After rumors and tumultuous negotiations that became hostile, Houston-based Halliburton Co. (HAL) announced Monday, Nov. 17, it agreed to buy crosstown rival Baker Hughes Inc. (BHI) for $34.6 billion in equity in a deal with an enterprise value of $38 billion.
If the deal closes, the new company will be the world's second biggest energy services provider after Schlumberger Ltd. (SLB) .
The price includes $19 per share in cash and 1.12 of a Halliburton share for each Baker Hughes share totaling $78.62 per share, a 40.8% premium over Baker Hughes' stock price on Oct. 10, the day before Halliburton's initial offer, and a 54% premium to Baker Hughes' closing price on Nov. 12, the day before reports about a potential deal began surfacing.
Halliburton said that, over longer time periods, the deal represents a one year premium of 36.3%, a three year premium of 34.5% and a five year premium of 25.9%.
RBC Capital Markets analyst Kurt Hallead had expected $80 to $95 per share.

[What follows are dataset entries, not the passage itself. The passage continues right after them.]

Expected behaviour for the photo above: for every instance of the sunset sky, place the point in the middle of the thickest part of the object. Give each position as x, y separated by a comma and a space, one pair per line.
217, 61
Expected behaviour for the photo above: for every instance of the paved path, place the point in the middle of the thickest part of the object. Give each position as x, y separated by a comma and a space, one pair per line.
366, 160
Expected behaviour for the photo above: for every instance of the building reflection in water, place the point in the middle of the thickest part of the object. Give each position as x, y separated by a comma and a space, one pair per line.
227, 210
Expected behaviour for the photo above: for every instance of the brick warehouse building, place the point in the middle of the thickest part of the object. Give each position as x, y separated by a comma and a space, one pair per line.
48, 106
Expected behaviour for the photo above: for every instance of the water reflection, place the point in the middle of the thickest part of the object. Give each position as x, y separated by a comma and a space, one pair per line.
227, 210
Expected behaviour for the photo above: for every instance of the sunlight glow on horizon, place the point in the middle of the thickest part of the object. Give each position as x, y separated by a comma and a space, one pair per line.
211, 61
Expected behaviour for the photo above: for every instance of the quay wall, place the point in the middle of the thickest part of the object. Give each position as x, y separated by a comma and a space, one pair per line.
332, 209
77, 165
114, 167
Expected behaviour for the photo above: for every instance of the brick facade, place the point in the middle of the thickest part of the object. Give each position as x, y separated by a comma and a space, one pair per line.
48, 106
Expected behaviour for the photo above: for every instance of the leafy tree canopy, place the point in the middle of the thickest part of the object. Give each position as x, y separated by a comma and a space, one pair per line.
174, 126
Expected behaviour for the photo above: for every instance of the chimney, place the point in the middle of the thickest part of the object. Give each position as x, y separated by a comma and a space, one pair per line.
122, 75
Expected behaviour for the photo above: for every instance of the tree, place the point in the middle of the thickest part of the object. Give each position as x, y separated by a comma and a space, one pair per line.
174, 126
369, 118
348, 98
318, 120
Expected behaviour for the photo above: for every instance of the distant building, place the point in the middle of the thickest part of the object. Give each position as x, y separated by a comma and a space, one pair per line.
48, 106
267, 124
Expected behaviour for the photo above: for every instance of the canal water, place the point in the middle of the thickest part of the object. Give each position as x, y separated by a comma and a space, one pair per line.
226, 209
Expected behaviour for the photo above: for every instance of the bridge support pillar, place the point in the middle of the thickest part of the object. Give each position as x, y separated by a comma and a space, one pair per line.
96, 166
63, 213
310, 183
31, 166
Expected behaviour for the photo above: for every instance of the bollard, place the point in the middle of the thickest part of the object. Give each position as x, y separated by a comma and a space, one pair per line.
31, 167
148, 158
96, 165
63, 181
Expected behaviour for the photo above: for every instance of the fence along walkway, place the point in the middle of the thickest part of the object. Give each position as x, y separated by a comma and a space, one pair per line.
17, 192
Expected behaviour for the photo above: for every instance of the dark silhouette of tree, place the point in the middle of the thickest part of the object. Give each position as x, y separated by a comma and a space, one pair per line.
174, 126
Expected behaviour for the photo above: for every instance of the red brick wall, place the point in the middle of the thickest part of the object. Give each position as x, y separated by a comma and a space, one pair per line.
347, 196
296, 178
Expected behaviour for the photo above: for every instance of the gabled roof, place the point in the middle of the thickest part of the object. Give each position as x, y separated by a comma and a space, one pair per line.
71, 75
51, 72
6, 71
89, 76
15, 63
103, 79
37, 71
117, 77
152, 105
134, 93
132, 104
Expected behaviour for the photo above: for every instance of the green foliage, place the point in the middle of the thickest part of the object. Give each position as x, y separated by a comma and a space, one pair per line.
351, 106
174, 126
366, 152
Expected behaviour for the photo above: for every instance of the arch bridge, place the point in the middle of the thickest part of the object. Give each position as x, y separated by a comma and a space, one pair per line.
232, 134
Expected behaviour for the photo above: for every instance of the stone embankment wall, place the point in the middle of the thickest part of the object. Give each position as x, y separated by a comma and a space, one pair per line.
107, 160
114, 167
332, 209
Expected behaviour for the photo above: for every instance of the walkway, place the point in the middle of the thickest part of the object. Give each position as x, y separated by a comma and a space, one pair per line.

Baker Hughes stockholders will end up with 36% of the combined company. The combined company's board is expected to expand to 15 members, three from Baker Hughes. Halliburton agreed to withdraw the slate of directors it had nominated to Baker Hughes' board.
Halliburton said the value represents 8.1 times estimated Ebitda for this year and 7.2 times estimated Ebitda for next year.
Halliburton intends to finance the $8 billion cash portion of the deal through cash on hand ($2 billion as of the third quarter) and fully committed debt financing.